The Food and Drug Administration has determined that the
antibiotic telithromycin (Ketek) may be associated with serious liver injury
and liver failure, and has been linked to four deaths and one liver transplant.
The drug's maker, Sanofi-Aventis, has upgraded a caution in the drug's label on
the potential for liver injury to a bolded warning that serious hepatic injury
has been “observed during or immediately after treatment.” Injury has
progressed rapidly after just a few doses, according to the company.
Ketek has not received a black box warning, and both the FDA and
Sanofi say the drug's benefits outweigh its risks.

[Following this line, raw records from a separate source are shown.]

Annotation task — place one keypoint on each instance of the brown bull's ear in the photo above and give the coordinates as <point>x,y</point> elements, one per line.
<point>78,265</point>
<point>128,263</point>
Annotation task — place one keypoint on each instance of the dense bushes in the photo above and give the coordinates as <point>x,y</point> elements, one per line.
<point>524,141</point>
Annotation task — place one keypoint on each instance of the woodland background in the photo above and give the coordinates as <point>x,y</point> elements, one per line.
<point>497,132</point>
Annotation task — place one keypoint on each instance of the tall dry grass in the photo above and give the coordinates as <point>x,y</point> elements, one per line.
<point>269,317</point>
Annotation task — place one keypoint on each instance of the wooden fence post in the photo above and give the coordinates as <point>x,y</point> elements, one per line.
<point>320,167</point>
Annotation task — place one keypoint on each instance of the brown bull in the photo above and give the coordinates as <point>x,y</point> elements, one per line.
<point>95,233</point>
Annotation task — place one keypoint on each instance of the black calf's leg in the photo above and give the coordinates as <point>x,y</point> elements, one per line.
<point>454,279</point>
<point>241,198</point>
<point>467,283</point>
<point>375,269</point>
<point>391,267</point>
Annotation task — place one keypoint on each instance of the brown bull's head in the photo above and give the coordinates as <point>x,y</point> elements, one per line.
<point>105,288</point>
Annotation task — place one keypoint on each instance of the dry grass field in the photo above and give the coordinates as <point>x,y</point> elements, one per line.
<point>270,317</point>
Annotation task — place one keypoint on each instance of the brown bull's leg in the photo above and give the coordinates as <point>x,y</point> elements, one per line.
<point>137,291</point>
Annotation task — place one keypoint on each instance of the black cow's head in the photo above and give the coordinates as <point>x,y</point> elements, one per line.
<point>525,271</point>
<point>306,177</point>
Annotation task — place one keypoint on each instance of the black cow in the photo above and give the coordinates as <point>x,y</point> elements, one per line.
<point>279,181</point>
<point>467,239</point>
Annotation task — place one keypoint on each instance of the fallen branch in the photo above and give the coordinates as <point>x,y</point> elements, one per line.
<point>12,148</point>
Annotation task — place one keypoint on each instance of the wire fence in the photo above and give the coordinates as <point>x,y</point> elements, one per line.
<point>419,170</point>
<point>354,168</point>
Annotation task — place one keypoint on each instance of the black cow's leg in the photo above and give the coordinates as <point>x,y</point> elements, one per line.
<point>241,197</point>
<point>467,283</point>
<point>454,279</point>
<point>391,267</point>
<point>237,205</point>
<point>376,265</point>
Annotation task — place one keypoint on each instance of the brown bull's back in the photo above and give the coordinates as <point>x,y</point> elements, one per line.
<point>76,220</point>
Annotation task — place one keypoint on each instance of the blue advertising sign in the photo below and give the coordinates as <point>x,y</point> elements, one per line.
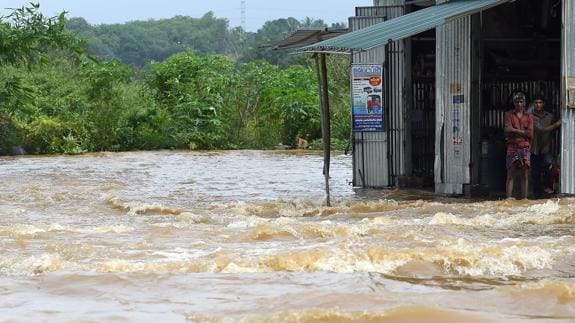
<point>367,97</point>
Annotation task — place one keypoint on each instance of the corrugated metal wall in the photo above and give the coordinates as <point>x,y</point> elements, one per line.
<point>568,99</point>
<point>370,163</point>
<point>453,82</point>
<point>370,155</point>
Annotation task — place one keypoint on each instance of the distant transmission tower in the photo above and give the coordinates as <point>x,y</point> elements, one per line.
<point>243,14</point>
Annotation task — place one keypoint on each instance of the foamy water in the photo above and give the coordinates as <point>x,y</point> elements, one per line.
<point>245,236</point>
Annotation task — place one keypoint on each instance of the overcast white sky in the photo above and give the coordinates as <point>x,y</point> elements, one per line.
<point>257,11</point>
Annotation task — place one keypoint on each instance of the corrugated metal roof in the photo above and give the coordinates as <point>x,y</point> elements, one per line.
<point>401,27</point>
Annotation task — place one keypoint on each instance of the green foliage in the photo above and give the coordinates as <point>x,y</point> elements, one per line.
<point>26,34</point>
<point>50,102</point>
<point>193,89</point>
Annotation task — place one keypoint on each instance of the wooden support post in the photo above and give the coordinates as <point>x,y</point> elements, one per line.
<point>321,69</point>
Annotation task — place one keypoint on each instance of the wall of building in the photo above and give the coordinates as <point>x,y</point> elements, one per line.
<point>453,108</point>
<point>568,99</point>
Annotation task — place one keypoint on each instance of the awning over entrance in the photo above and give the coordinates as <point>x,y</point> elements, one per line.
<point>401,27</point>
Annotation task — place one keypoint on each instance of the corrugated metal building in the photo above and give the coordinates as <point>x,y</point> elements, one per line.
<point>451,67</point>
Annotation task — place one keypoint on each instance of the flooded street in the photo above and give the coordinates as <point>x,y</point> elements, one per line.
<point>244,236</point>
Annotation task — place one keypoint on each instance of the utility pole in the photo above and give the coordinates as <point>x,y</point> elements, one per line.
<point>243,15</point>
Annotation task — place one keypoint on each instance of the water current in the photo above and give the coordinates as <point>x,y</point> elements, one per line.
<point>246,236</point>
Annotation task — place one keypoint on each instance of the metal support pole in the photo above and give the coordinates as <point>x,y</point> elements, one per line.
<point>321,69</point>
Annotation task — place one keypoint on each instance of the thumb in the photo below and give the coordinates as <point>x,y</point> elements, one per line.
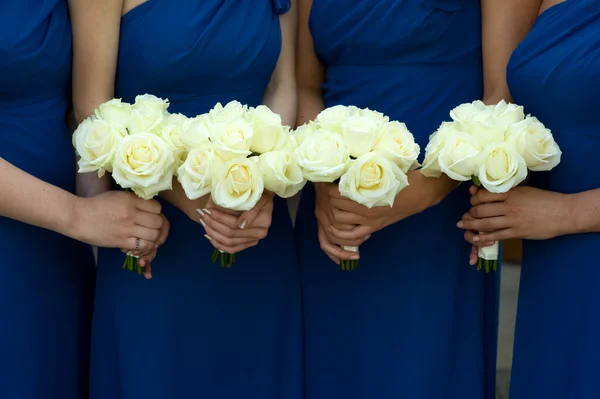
<point>247,217</point>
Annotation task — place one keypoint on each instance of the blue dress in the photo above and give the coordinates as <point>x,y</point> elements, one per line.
<point>555,74</point>
<point>46,279</point>
<point>414,320</point>
<point>197,330</point>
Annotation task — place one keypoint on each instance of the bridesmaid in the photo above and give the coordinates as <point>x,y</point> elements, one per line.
<point>414,320</point>
<point>196,329</point>
<point>46,277</point>
<point>555,74</point>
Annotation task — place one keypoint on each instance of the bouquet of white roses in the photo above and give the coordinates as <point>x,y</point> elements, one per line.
<point>363,151</point>
<point>493,146</point>
<point>235,153</point>
<point>132,142</point>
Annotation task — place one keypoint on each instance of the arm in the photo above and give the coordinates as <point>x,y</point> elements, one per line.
<point>96,26</point>
<point>310,73</point>
<point>280,95</point>
<point>504,24</point>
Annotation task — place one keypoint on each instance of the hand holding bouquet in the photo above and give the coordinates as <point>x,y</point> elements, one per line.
<point>493,146</point>
<point>361,150</point>
<point>125,140</point>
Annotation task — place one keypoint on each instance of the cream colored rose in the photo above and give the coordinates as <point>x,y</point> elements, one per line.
<point>459,158</point>
<point>398,145</point>
<point>196,173</point>
<point>232,110</point>
<point>360,134</point>
<point>502,168</point>
<point>238,184</point>
<point>148,114</point>
<point>144,163</point>
<point>115,111</point>
<point>172,133</point>
<point>96,141</point>
<point>231,139</point>
<point>437,142</point>
<point>535,143</point>
<point>323,156</point>
<point>508,113</point>
<point>464,112</point>
<point>281,173</point>
<point>196,132</point>
<point>268,132</point>
<point>372,181</point>
<point>332,118</point>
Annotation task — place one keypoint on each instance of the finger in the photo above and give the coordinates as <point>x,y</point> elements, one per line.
<point>150,220</point>
<point>355,236</point>
<point>485,225</point>
<point>151,206</point>
<point>483,196</point>
<point>488,210</point>
<point>333,250</point>
<point>248,217</point>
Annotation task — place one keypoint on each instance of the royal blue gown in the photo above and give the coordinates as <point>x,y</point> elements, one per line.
<point>555,74</point>
<point>414,320</point>
<point>46,279</point>
<point>197,330</point>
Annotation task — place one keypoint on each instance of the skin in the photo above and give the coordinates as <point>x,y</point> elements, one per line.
<point>342,222</point>
<point>524,212</point>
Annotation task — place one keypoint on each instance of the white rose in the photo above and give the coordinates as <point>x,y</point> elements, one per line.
<point>372,181</point>
<point>303,131</point>
<point>437,142</point>
<point>196,132</point>
<point>323,156</point>
<point>459,158</point>
<point>144,163</point>
<point>231,139</point>
<point>535,143</point>
<point>464,112</point>
<point>196,173</point>
<point>398,145</point>
<point>231,110</point>
<point>502,168</point>
<point>281,173</point>
<point>96,142</point>
<point>269,134</point>
<point>172,133</point>
<point>238,184</point>
<point>360,134</point>
<point>509,113</point>
<point>148,114</point>
<point>332,118</point>
<point>116,112</point>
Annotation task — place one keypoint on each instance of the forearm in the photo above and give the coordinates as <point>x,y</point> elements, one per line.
<point>30,200</point>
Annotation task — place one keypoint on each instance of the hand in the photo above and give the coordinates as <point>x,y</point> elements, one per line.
<point>422,193</point>
<point>231,231</point>
<point>523,212</point>
<point>323,212</point>
<point>145,260</point>
<point>116,219</point>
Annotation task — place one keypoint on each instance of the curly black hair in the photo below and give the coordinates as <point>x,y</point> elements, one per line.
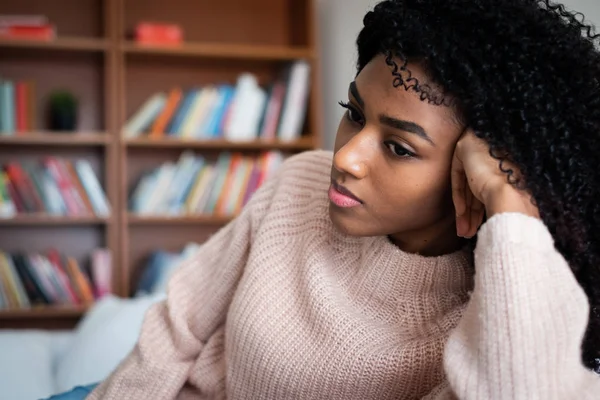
<point>524,75</point>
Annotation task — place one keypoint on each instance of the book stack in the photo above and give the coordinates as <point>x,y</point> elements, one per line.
<point>17,107</point>
<point>151,33</point>
<point>196,186</point>
<point>54,186</point>
<point>243,112</point>
<point>36,27</point>
<point>28,280</point>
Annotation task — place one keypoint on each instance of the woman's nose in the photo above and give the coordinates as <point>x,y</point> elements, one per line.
<point>353,157</point>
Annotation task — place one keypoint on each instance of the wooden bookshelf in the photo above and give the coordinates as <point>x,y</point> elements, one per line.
<point>297,145</point>
<point>43,312</point>
<point>63,43</point>
<point>214,50</point>
<point>56,139</point>
<point>178,220</point>
<point>94,57</point>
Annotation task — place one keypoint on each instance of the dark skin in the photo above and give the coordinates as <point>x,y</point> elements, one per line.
<point>424,180</point>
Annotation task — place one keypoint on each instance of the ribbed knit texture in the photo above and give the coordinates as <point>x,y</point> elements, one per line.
<point>280,305</point>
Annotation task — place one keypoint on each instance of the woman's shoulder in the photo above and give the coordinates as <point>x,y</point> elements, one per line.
<point>313,161</point>
<point>309,170</point>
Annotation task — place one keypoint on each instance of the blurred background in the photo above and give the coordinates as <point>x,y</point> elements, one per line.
<point>131,131</point>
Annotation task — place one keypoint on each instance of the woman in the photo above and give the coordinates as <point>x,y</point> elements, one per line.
<point>470,124</point>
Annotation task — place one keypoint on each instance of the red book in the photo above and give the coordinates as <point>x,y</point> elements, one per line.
<point>152,33</point>
<point>42,32</point>
<point>21,106</point>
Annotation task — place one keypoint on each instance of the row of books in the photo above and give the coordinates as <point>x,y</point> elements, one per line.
<point>30,279</point>
<point>17,106</point>
<point>21,26</point>
<point>196,186</point>
<point>54,186</point>
<point>159,268</point>
<point>242,112</point>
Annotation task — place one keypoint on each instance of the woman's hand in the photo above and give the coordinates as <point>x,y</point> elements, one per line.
<point>479,186</point>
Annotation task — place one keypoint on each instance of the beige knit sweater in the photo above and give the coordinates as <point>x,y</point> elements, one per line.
<point>279,305</point>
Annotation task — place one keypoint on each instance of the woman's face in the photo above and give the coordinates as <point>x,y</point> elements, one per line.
<point>391,168</point>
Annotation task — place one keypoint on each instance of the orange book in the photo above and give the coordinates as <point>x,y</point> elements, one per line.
<point>236,159</point>
<point>161,122</point>
<point>79,186</point>
<point>80,281</point>
<point>31,107</point>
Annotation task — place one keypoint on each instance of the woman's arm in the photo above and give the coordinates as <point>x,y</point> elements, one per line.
<point>198,296</point>
<point>521,334</point>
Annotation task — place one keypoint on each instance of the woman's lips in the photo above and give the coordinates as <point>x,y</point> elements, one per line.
<point>342,197</point>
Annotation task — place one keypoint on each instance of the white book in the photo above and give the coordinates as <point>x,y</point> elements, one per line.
<point>92,187</point>
<point>247,107</point>
<point>145,115</point>
<point>294,112</point>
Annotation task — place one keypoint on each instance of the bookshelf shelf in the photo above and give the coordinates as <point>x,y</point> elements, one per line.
<point>44,312</point>
<point>55,139</point>
<point>49,220</point>
<point>304,143</point>
<point>218,50</point>
<point>61,43</point>
<point>112,76</point>
<point>178,220</point>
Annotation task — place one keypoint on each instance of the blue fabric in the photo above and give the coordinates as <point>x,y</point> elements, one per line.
<point>78,393</point>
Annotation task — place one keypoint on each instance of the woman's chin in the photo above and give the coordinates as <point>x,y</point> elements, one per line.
<point>347,221</point>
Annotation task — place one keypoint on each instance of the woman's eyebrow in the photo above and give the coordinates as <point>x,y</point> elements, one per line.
<point>354,91</point>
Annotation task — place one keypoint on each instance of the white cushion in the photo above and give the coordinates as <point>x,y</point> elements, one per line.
<point>26,363</point>
<point>102,340</point>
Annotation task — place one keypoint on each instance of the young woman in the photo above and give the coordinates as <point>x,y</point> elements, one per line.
<point>448,248</point>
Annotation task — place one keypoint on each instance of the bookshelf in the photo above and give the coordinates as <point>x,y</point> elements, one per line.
<point>95,57</point>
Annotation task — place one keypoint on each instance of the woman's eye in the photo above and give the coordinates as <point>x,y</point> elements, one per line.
<point>398,150</point>
<point>352,114</point>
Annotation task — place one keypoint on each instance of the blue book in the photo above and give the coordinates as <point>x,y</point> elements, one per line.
<point>174,127</point>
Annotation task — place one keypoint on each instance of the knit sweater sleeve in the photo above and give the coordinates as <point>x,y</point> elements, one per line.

“We are advising both patients taking Ketek and their doctors to
be on the alert for signs and symptoms of liver problems,” Dr. Steven Galson,
director of the FDA's Center for Drug Evaluation and Research, said in a
prepared statement.
However, the drug maker has stopped enrollment in five pediatric
trials investigating use of Ketek in acute otitis media, community-acquired
pneumonia, and tonsillitis in children 6 months to 18 years old.
The new warning is based partly on an FDA analysis that found that
Ketek may be associated with 12 cases of liver failure and four deaths since
its approval in 2004. “We're engaged in ongoing discussions with the FDA
regarding a detailed medical evaluation of hepatic events reported in
connection with Ketek use,” confirmed Sanofi spokeswoman Melissa Feltmann, who
would not comment further.
Ketek is currently approved for use in adults to treat
community-acquired pneumonia, sinusitis, and acute exacerbation of chronic
bronchitis.
“We still believe that the benefit of Ketek outweighs any known
risks of the drug when used for its FDA-approved indications,” said Emmy Tsui,
another Sanofi spokeswoman.
Ms. Tsui said therapy will continue according to protocol in
children already enrolled in the five pediatric trials, but that Sanofi would
not enroll any new trial participants until it was certain that its development
program “remains consistent with the current thinking of the FDA regarding the
structure and design of antibiotic drug development in pediatrics.”
The Senate Finance Committee has been investigating Ketek's
approval, as well as a postmarketing safety study that was later found to be
fraudulent.
For several months, committee chairman Charles Grassley (R-Iowa),
has been complaining that he's been stonewalled by the FDA in his attempts to
meet with the agency's special agent who investigated the fraud. In mid-June,
he visited the Department of Health and Human Services headquarters to demand
such a meeting. Vince Ventimiglia, assistant secretary for legislation at HHS,
said the agency has a policy of prohibiting access to lower-level
investigators. Sen. Grassley, however, pointed out numerous instances of such
investigators talking to the legislative branch, said a spokeswoman for the
senator.
PERSONAL COMMENT
So, in this article Sanofi
is taking the responsibility for the anthibiotic Ketek, that they have put on
the market. The results have showen that this anthibiotic can make serious
liver injory, and the medical assotiation wanted to forbid it on the phama
market. Anyways, Sanofi had admitied the truth and said that they can prevent
the liver injory, which, in my opinion is a good corporate tool, telling the
truth in the public and take the responsibility about the problem. Ketek wasn`t
took off the market.
With telling the truth,
they are building an honest corporate relationship with their costumers, that
is really important for the trust of your consumers.
Anyways, that is not
enough, because, the cosnumers of Sanofi`s products can be scared of buying the
products in the future, so I think that, beside taking the responsibility and
being honest, a big company like Sanofi should present in public a proof about
preventing the liver injures, or maybe a plan that is going to be realised.